I am new to SE-Data Science, therefore I hope this is the right place to ask this rather theoretical question.
In diffusion models we usually have a time variable which determines the noise schedule (e.g. $T \in [0,…4000]$). For training we sample a random number from this interval, compute the noisy image at this time $t$ and feed both (the noisy image and the time) to the neural network to predict the noise.
So far so good… However, when reading deeper into this topic I saw many people which did not feed the time $t$ to the neural network, but instead they conditioned the model directly on the noise level $$\bar \alpha_t =\prod_{t‘}^t (1-\beta_{t‘})$$ This is for example illustrated in this example from the Keras website or more in detail in this paper.
On the Keras page it is mentioned that
Diffusion models embed the index of the timestep of the diffusion process instead of the noise variance, while score-based models usually use some function of the noise level.

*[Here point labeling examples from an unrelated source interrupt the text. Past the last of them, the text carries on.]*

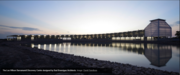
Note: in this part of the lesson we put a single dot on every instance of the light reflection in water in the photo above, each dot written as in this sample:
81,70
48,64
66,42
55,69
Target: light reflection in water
148,55
44,46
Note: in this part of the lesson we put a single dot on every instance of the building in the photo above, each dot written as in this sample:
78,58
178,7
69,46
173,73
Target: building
157,28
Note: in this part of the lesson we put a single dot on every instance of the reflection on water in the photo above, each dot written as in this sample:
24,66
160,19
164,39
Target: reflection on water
158,55
140,54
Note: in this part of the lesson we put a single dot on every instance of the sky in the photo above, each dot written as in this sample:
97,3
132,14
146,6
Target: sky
84,17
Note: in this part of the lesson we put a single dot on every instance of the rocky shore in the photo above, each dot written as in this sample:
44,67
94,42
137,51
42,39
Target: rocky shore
14,56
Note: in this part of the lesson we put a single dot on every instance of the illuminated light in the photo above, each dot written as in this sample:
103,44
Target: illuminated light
38,46
50,47
32,45
54,47
59,47
32,38
44,46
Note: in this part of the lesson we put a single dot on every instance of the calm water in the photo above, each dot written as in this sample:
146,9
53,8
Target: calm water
163,57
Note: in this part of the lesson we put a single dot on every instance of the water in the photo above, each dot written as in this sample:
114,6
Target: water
163,57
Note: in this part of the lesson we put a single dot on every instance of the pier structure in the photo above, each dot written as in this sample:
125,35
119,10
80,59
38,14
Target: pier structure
157,28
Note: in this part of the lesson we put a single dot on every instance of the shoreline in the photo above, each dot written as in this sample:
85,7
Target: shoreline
118,68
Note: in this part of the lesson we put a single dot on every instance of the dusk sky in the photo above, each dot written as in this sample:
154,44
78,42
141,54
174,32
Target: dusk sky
83,17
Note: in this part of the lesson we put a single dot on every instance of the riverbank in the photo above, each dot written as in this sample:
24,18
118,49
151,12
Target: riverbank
14,56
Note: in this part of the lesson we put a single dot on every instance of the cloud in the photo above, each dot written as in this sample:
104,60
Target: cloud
175,23
23,28
178,22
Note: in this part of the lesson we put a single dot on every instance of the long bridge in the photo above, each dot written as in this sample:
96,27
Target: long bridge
158,28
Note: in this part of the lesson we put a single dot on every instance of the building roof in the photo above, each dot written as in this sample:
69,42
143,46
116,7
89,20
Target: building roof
157,20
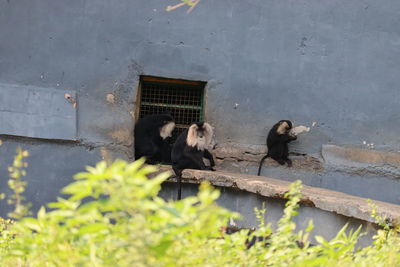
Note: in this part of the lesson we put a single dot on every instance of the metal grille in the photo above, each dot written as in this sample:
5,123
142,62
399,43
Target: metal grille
182,99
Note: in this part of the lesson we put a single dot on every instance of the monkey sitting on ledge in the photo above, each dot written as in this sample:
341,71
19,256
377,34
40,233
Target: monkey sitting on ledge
278,139
189,150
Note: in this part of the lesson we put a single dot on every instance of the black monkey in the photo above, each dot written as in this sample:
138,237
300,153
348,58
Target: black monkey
189,150
277,142
152,138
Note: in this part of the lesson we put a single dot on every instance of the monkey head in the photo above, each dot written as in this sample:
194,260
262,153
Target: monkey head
283,127
199,135
167,125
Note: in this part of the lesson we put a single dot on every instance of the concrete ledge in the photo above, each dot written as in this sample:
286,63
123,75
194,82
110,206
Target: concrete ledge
361,161
332,201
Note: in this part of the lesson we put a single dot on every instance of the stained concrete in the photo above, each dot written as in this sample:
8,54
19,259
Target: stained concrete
330,62
326,224
48,173
31,111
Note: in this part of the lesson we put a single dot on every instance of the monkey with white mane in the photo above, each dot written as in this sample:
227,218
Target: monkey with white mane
189,150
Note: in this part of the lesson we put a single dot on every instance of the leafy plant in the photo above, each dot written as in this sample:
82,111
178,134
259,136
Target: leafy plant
114,217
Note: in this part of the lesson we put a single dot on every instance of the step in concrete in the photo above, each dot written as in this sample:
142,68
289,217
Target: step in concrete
324,199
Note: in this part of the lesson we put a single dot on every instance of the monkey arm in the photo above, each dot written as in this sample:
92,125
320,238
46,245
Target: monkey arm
209,156
195,158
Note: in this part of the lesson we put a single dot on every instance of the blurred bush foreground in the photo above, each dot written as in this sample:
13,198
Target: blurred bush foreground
113,217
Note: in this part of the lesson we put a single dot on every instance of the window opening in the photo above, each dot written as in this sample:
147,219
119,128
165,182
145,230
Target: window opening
183,99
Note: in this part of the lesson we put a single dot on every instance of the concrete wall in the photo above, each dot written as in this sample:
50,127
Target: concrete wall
332,62
326,224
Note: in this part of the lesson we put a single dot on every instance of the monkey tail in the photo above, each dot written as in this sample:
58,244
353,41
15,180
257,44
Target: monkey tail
179,186
261,162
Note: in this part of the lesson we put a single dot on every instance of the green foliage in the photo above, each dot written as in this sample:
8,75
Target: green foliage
113,217
17,185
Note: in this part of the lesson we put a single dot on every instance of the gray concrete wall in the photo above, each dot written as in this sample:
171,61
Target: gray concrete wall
332,62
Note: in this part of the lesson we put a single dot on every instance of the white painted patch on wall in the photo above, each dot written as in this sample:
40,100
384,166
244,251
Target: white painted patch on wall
300,129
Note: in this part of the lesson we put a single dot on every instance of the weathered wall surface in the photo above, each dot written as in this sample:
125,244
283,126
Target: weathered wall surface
332,62
326,224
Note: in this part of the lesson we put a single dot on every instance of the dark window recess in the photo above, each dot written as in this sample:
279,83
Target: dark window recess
181,98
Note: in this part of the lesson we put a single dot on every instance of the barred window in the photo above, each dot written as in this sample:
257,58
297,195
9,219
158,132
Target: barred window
183,99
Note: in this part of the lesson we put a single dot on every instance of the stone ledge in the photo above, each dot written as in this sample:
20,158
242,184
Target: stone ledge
361,161
328,200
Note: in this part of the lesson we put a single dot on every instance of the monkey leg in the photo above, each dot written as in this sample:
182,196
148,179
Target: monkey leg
289,162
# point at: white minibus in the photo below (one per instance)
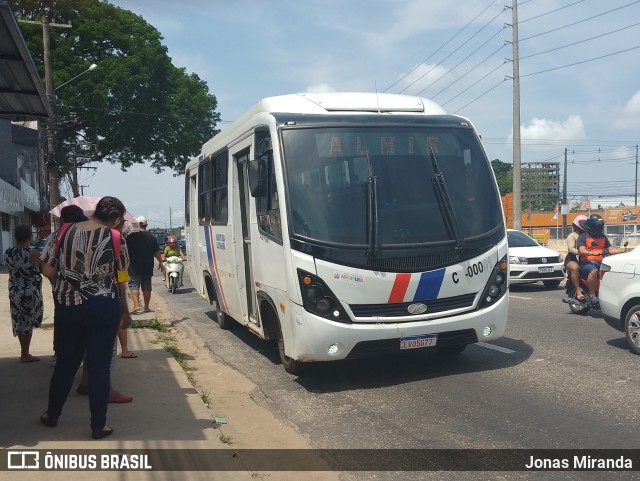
(345, 225)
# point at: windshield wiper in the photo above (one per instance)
(444, 200)
(372, 210)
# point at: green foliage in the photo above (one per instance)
(537, 188)
(136, 107)
(504, 176)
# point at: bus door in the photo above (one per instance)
(242, 163)
(196, 247)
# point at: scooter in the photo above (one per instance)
(174, 268)
(583, 306)
(580, 306)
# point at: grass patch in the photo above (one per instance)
(157, 325)
(168, 341)
(136, 324)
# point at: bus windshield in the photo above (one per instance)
(389, 187)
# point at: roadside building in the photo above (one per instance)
(23, 187)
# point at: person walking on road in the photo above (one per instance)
(90, 306)
(25, 290)
(143, 248)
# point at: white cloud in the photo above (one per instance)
(419, 78)
(633, 105)
(546, 130)
(320, 88)
(630, 116)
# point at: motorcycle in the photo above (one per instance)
(175, 269)
(583, 306)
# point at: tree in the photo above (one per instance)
(136, 107)
(504, 176)
(537, 189)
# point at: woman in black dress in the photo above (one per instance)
(25, 290)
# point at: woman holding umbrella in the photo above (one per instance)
(90, 304)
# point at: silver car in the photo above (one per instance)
(619, 294)
(531, 262)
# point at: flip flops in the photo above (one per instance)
(29, 358)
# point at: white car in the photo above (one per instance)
(619, 294)
(531, 262)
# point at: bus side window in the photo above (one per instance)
(204, 191)
(268, 205)
(219, 188)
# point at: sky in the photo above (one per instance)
(578, 67)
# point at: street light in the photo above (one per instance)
(53, 174)
(91, 67)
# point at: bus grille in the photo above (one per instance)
(414, 263)
(400, 309)
(389, 346)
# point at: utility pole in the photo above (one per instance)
(636, 201)
(564, 196)
(51, 163)
(517, 162)
(75, 187)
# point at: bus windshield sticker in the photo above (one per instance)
(352, 278)
(220, 245)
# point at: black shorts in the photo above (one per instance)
(140, 282)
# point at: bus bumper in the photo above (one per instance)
(319, 339)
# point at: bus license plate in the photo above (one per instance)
(417, 342)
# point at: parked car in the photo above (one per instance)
(531, 262)
(620, 294)
(629, 215)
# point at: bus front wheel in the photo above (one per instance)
(224, 320)
(290, 365)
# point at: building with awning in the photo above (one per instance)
(23, 101)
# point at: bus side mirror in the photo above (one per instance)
(257, 177)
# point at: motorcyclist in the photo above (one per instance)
(571, 261)
(171, 249)
(592, 245)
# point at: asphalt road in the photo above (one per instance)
(556, 380)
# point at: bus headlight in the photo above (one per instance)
(496, 286)
(318, 299)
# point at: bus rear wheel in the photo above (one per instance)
(225, 321)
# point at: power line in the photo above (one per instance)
(579, 21)
(463, 60)
(581, 41)
(440, 47)
(581, 62)
(549, 12)
(454, 51)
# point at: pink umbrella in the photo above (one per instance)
(87, 203)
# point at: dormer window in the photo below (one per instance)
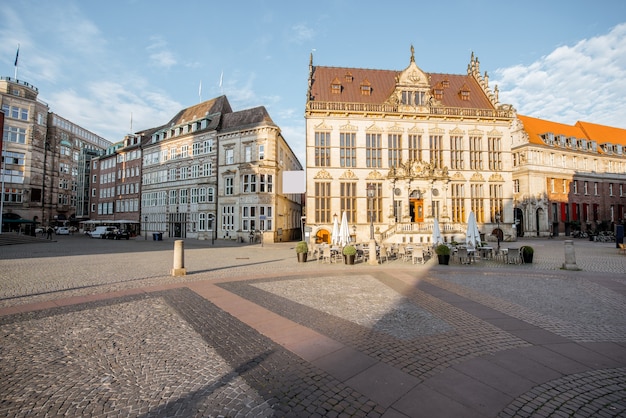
(366, 88)
(438, 91)
(335, 86)
(464, 93)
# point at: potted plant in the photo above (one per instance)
(443, 253)
(349, 254)
(527, 254)
(302, 249)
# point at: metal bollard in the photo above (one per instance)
(570, 256)
(179, 258)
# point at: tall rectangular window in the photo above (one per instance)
(374, 205)
(347, 149)
(476, 157)
(228, 218)
(477, 202)
(322, 202)
(348, 200)
(494, 153)
(458, 202)
(373, 150)
(456, 152)
(415, 147)
(436, 151)
(228, 186)
(394, 149)
(496, 201)
(230, 156)
(322, 149)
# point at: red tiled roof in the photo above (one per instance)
(536, 127)
(603, 134)
(383, 84)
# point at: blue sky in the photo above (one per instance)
(97, 62)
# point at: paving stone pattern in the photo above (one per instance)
(99, 328)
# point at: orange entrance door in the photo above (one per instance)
(418, 210)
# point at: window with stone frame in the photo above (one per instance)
(322, 149)
(348, 200)
(436, 150)
(456, 152)
(322, 202)
(415, 147)
(347, 149)
(394, 150)
(496, 201)
(476, 155)
(373, 150)
(494, 152)
(477, 201)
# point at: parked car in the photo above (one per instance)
(117, 234)
(101, 231)
(62, 230)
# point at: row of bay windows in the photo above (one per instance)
(584, 212)
(485, 207)
(178, 173)
(252, 218)
(120, 189)
(573, 162)
(473, 153)
(176, 152)
(118, 206)
(586, 190)
(178, 196)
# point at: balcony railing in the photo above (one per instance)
(390, 108)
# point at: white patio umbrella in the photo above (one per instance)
(334, 238)
(472, 235)
(437, 238)
(344, 231)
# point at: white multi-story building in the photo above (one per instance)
(568, 178)
(214, 173)
(396, 150)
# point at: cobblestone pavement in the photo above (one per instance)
(100, 328)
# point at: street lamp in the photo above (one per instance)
(498, 229)
(371, 190)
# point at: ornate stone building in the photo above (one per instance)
(568, 178)
(214, 173)
(429, 146)
(44, 158)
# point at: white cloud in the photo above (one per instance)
(160, 55)
(302, 33)
(584, 82)
(107, 107)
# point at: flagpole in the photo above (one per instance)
(17, 55)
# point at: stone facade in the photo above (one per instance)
(431, 147)
(214, 173)
(43, 154)
(568, 178)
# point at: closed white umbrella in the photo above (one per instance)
(437, 238)
(334, 239)
(344, 231)
(472, 235)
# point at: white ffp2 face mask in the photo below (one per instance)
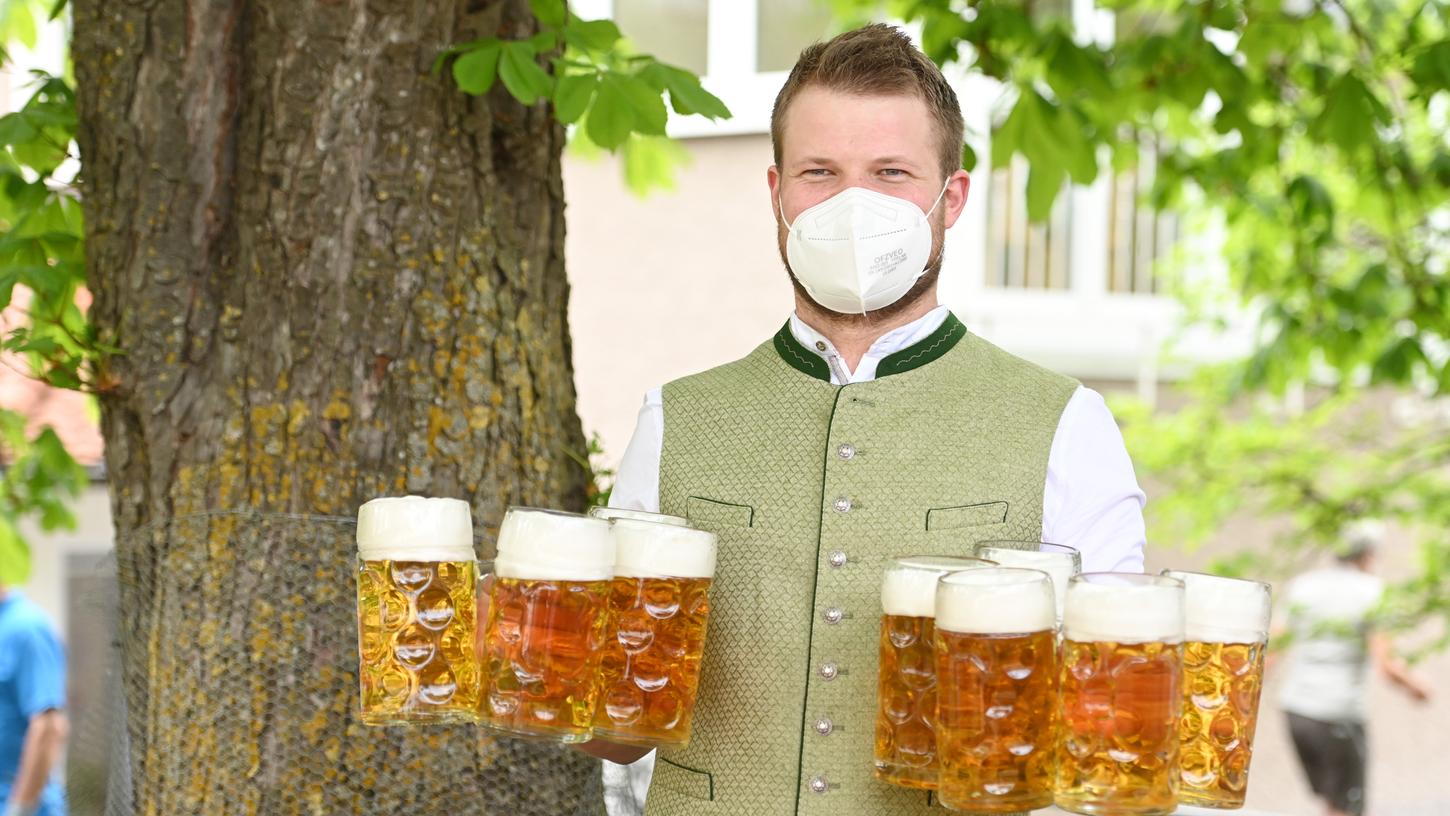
(859, 250)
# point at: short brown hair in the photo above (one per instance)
(876, 60)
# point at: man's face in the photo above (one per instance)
(888, 144)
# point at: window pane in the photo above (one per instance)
(785, 28)
(674, 31)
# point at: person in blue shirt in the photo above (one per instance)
(32, 709)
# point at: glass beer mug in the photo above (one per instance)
(659, 612)
(996, 690)
(906, 680)
(1120, 692)
(1059, 561)
(1223, 676)
(545, 626)
(416, 581)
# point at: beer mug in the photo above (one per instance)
(1121, 696)
(416, 581)
(1227, 634)
(659, 608)
(545, 626)
(615, 513)
(1059, 561)
(996, 690)
(906, 680)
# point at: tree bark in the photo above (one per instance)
(332, 277)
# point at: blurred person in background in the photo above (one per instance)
(32, 709)
(1334, 641)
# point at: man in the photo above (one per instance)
(1334, 639)
(872, 425)
(32, 709)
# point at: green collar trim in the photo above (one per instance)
(930, 348)
(918, 354)
(799, 357)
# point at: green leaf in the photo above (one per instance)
(550, 12)
(592, 35)
(611, 119)
(573, 94)
(15, 554)
(474, 70)
(522, 74)
(645, 105)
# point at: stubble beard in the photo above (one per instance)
(924, 286)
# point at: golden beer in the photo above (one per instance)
(416, 612)
(906, 679)
(659, 608)
(996, 690)
(1121, 696)
(545, 626)
(1223, 677)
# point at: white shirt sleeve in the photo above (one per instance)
(637, 484)
(1092, 499)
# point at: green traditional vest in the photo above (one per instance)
(812, 489)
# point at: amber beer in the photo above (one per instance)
(659, 608)
(545, 625)
(416, 581)
(1059, 561)
(906, 680)
(996, 690)
(1121, 696)
(1227, 634)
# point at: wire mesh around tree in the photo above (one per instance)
(241, 687)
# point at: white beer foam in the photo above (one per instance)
(1224, 610)
(1124, 612)
(615, 513)
(654, 550)
(1059, 565)
(909, 587)
(415, 528)
(553, 545)
(996, 602)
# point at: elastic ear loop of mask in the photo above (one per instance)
(780, 206)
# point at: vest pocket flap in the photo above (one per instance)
(966, 516)
(686, 781)
(715, 516)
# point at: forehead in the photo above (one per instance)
(844, 126)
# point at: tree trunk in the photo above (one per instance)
(332, 277)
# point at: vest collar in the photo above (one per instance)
(909, 358)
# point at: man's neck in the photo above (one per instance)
(853, 335)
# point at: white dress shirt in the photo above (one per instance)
(1091, 500)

I prefer the latter so that we can change the sampling schedule at inference time, without retraining the network
My Question is:
I am confused by the sentence
so that we can change the sampling schedule at inference time
(i.e. we are not bound to go through all 4000 steps in reverse but to use e.g. only 200 reverse steps).
Why is it only possible to change the timestep at inference when we condition directly on $\bar \alpha$? We could for example condition the model on $T \in [0,…4000]$ and at inference (backward process) just jump over e.g. every second time step. Since there is a one-to-one correspondence between $t$ and $\bar\alpha$, this procedure should be equivalent? Of course, the quality of the resulting image is reduced.
In short: I do not understand why we go through this process and condition the diffusion model on $\bar\alpha$ instead of just $t$.
Thank you for your answers!